O governo anunciou que investirá R$ 1,17 bilhão com segurança na Copa de 2014. O projeto previa a instalação de centros de comando e controle nas 12 cidades que receberão o Mundial no Brasil. Inicialmente, os recursos seriam gerenciados pela Secretaria Extraordinária de Segurança de Grandes Eventos, criada no âmbito do Ministério da Justiça com o intuito de promover a integração das forças policiais. Além disso, a secretaria criaria padrões de atendimento e treinamento para deixar ao país um “legado de segurança”, tanto do ponto de vista tecnológico, quanto de infraestrutura e capacitação. Entretanto, ante o volume de recursos envolvidos, eis que surge um novo ator cobiçando uma enorme fatia do bolo: as Forças Armadas.
O problema é que o Ministério da Defesa elabora um planejamento para responder às demandas de segurança de um evento específico. Finda a missão, levanta acampamento e vai embora. Não fica nada para trás. Não há uma melhoria na segurança pública no pós-evento. Os investimentos ficam aquartelados. Nada é revertido para a sociedade. Os veículos utilizados não servirão depois para o policiamento; nem os equipamentos, no combate à criminalidade.

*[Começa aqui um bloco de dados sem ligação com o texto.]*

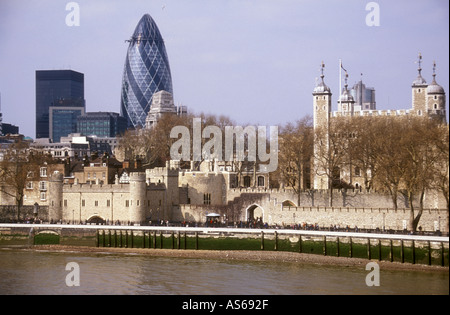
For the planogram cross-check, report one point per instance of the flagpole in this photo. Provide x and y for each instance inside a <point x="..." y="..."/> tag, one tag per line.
<point x="340" y="76"/>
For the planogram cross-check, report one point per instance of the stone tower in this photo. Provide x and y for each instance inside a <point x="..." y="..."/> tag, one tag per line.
<point x="322" y="111"/>
<point x="55" y="195"/>
<point x="346" y="102"/>
<point x="436" y="98"/>
<point x="138" y="198"/>
<point x="419" y="92"/>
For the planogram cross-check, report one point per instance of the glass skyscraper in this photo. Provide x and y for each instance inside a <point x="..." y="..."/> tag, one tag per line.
<point x="146" y="72"/>
<point x="52" y="88"/>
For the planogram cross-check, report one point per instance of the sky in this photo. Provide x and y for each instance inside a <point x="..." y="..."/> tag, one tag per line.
<point x="255" y="61"/>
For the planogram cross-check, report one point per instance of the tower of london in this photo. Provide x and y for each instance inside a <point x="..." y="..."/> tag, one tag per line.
<point x="428" y="100"/>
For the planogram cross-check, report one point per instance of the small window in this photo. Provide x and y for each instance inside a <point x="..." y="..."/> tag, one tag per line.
<point x="43" y="172"/>
<point x="42" y="185"/>
<point x="260" y="181"/>
<point x="206" y="199"/>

Quem acompanhou a Eco-92, os Jogos Mundiais Militares e a Rio+20 sabe que os recursos aplicados não ficaram no Rio de Janeiro. As Polícias Estaduais, Corpo de Bombeiro, Defesa Civil, Órgãos de Trânsito, Guardas Municipais e as Polícias Federais embora tenham executado os trabalhos foram simplesmente preteridos pelos supostos “coordenadores do trabalho alheio”. Os recursos foram abocanhados pela Defesa e pelo Itamaraty. Uma semana depois da conferência, a população carioca já reclamava pelo desmonte do aparato de segurança do evento. Não ficou legado algum.
Com o Ministério da Defesa na coordenação, há uma integração pontual, apenas para o evento. Entretanto, sua atuação não deixa esse legado que a população tanto anseia. Já sob o comando da Secretaria Extraordinária de Segurança de Grandes Eventos seriam estipulados protocolos de atuação entre as diversas instituições de segurança pública para funcionar não apenas durante os eventos, mas em prol da segurança pública no dia-a-dia após os eventos.
A perda de recursos pelos órgãos de segurança pública é outro problema gerado pela intromissão da Defesa. Enquanto a Secretaria Extraordinária de Segurança de Grandes Eventos estava à frente da coordenação da Rio+20, a Polícia Federal iria receber recursos na ordem de R$ 28 milhões para compra de lanchas, helicópteros, viaturas, equipamentos para o evento e, principalmente, para uso no combate às drogas e ao crime organizado no Rio de Janeiro, após a Rio +20.
Depois que o Ministério da Defesa assumiu o comando, os recursos encolheram 50% e se resumiram ao custeio dos policiais federais recrutados. A diferença foi destinada ao Exército, Aeronáutica e Marinha que, juntos, abocanharam mais de R$ 40 milhões para a Conferência. Ou seja, foram R$ 14 milhões que deixaram de ser investido na Polícia Federal que, após o evento, continuaria beneficiando as operações da instituição, responsável pelo combate ao desvio de recursos públicos e à corrupção.
O combate aos crimes cibernéticos é outro exemplo dessa disparidade. O Centro de Defesa Cibernética do Exército teria recebido R$ 80 milhões para atuar nos grandes eventos. Entretanto, essa atuação será pontual. O Exército tem a missão de proteger apenas algumas estruturas cibernéticas dos próprios militares. Enquanto isso, a Polícia Federal que, por meio de seu Centro de Segurança Cibernética, tem a responsabilidade de monitorar as mais variadas ameaças cibernéticas, a missão de proteger as redes do governo e reagir aos mais de dois mil ataques de hackers que estas redes sofrem por hora, hoje tem disponíveis meros R$ 500 mil para a área.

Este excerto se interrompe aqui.